A full-expression is an expression that is not a subexpression of another expression. If a language construct is defined to produce an implicit call of a function, a use of the language construct is considered to be an expression for the purposes of this definition. A call to a destructor generated at the end of the lifetime of an object other than a temporary object is an implicit full-expression. Conversions applied to the result of an expression in order to satisfy the requirements of the language construct in which the expression appears are also considered to be part of the full-expression. [ Example:

struct S {
S(int i): I(i) { }
int& v() { return I; }
private:
int I;
};
S s1(1); // full-expression is call of S::S(int)
S s2 = 2; // full-expression is call of S::S(int)
void f() {
if (S(3).v()) // full-expression includes lvalue-to-rvalue and
// int to bool conversions, performed before
// temporary is deleted at end of full-expression
{ }
}

Answer 2

There is a temporary string object that exists after ModernFunction has returned. When does it go out of scope?

Strictly speaking, it's never in scope. Scope is a property of a name, not an object. It just so happens that automatic variables have a very close association between scope and lifetime. Objects that aren't automatic variables are different.

Temporary objects are destroyed at the end of the full-expression in which they appear, with a couple of exceptions that aren't relevant here. Anyway the special cases extend the lifetime of the temporary, they don't reduce it.

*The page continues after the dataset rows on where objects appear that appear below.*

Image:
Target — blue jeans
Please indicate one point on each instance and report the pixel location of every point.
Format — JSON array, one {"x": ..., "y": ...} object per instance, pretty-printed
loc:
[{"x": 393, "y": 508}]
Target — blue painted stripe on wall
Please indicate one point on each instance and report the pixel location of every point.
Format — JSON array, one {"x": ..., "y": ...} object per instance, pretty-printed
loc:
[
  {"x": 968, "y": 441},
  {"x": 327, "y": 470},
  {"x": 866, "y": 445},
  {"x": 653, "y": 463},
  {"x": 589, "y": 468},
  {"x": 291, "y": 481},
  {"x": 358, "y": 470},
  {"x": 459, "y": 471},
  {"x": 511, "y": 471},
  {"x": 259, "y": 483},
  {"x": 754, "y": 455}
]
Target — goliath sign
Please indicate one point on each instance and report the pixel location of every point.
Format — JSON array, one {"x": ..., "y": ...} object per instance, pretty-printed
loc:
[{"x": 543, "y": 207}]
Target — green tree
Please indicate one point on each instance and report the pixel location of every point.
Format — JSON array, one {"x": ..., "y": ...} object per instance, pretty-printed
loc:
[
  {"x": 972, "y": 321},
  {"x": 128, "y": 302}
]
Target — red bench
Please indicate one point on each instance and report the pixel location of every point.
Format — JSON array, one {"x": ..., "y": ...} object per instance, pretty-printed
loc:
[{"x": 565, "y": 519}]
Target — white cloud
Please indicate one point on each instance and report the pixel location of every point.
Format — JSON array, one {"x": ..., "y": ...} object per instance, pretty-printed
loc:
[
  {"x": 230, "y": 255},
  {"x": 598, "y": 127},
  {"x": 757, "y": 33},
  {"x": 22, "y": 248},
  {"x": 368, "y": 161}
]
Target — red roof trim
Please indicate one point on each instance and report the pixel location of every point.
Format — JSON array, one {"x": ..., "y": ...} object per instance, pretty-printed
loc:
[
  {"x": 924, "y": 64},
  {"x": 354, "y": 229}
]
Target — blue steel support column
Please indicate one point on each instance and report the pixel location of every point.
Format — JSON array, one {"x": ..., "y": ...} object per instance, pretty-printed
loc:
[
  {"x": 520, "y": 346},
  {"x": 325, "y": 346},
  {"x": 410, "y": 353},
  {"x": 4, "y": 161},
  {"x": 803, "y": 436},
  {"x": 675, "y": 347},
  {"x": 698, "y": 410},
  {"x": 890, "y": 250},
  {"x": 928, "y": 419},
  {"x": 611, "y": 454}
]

Is it possible for the compiler to call c_str(), destruct this temporary string object, and then pass a dangling pointer to LegacyFunction

No, because the full-expression is LegacyFunction(ModernFunction().c_str()) (excluding the semi-colon: feel that pedantry), so the temporary that is the return value of ModernFunction is not destroyed until LegacyFunction has returned.

If it's safe, why?

Because the lifetime of the temporary is long enough.

In general with c_str, you have to worry about two things. First, the pointer it returns becomes invalid if the string is destroyed (which is what you're asking). Second, the pointer it returns becomes invalid if the string is modified. You haven't worried about that here, but it's OK, you don't need to, because nothing modifies the string either.